5th whaling voyage (1827–1829): S. Emmett left Britain for the Pacific Ocean on 17 July 1827. Foxhound was at Tahiti in May 1828, at Honolulu on 20 November 1828 with 1900 barrels, and again at Tahiti in May 1829. She returned to Britain on 18 Oct 1829 with 1900 barrels "[incomplete]".

6th whaling voyage (1831–1833): S. Emmet her from Britain on 5 June 1830 for the Pacific Ocean. Foxhound was at Tahiti in March–April 1831. She was at Tahiti again and left on 24 March 1832 for the coast of Japan. She was at the Bay of Islands on 9 February 1833 with 1600 barrels, and Tahiti on 13 May 1833. She returned to Britain on 26 September 1833 with 1600 barrels "[incomplete]"
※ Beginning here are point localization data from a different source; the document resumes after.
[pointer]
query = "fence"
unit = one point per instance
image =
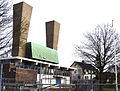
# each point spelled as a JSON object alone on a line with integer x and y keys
{"x": 83, "y": 86}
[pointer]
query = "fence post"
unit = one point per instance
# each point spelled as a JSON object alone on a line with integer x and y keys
{"x": 1, "y": 73}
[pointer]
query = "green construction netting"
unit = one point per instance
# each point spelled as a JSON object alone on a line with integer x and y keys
{"x": 41, "y": 52}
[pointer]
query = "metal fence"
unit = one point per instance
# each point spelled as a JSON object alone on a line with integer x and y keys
{"x": 6, "y": 86}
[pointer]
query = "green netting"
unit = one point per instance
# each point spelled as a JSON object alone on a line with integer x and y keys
{"x": 44, "y": 53}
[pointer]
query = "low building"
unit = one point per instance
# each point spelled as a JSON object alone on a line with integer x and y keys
{"x": 30, "y": 72}
{"x": 83, "y": 71}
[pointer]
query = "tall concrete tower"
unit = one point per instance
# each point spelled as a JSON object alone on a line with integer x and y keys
{"x": 52, "y": 34}
{"x": 21, "y": 21}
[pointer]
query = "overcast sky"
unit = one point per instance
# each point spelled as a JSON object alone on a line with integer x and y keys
{"x": 75, "y": 16}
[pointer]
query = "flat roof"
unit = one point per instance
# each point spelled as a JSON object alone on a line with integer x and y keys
{"x": 50, "y": 65}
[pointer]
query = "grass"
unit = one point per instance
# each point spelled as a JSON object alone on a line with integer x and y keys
{"x": 108, "y": 89}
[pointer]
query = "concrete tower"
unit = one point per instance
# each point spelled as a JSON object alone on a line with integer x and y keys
{"x": 21, "y": 21}
{"x": 52, "y": 34}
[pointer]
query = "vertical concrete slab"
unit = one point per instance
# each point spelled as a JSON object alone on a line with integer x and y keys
{"x": 52, "y": 34}
{"x": 21, "y": 21}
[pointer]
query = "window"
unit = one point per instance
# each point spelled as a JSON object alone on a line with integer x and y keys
{"x": 86, "y": 77}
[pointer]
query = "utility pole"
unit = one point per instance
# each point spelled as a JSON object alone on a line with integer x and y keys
{"x": 1, "y": 75}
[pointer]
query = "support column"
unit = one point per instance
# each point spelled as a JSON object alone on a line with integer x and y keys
{"x": 21, "y": 21}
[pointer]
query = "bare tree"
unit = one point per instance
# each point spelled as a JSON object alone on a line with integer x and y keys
{"x": 5, "y": 27}
{"x": 98, "y": 49}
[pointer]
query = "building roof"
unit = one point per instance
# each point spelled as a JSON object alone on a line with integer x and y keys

7th whaling voyage (1834–1837): Captain Grey, a new master, sailed Foxhound from Britain on 28 May 1834, bound for the seas off Japan. In April 1835 she was at Guam, with 600 barrels. On 15 August she was again at Guam, but with 1600 barrels. She returned to Britain on 24 August 1837 with "1800 barrels [full]".

8th whaling voyage (1838–1841): Captain Charles Stewart Blake (or Black) sailed Foxhound from Britain on 12 January 1838, bound for Timor. she reached Brava, Cape Verde, on 24 February and Timor by 14 December. She was at the Cocos Isles on 17 June 1839. By January 1840 she was in the Gilolo Passage with 500 barrels. Five months later she had 750 barrels. She was at Ampanam on 20 November. By 6 March 1840 she had 1000 barrels. She was at St Helena on 2 November 1840 with 1100 barrels. She returned to Britain on 3 January 1841 with 1100 barrels "[incomplete]".

On her return creditors seized her. Birnie had mortgaged Foxhound and her cargo against a debt that he was unable to discharge.

9th whaling voyage (1841–1844): Foxhound had new owners, Wilson & Co. Captain Francis Simmons (or Simmonds) left Britain on 20 May 1841, bound for the Seychelles. She was reported at Johanna on 7 August 1841, and at St Augustine's Bay three weeks later. She was again at Johanna on 31 July 1842. She returned to Britain on 1 February 1844 with 440 casks + 4 tanks.

Foxhound underwent a large repair in 1844.

10th whaling voyage (1844–1847): Captain Rains left Britain on 27 April 1844. Foxhound was reported at Mauritius on 15 June 1845 with 400 barrels. On 26 December she was at Cochin and shortly thereafter near Ceylon. She returned to Britain on 22 September 1847.

==Fate==
An eleventh whaling voyage, with Rains, master, was planned or commenced on 1 May 1849, but there is no other data. In fact, Lloyd's Register of British and foreign shipping for 1849 no longer lists Foxhound. It is currently unclear whether she began a voyage that had to be aborted, was lost, or simply was broken up.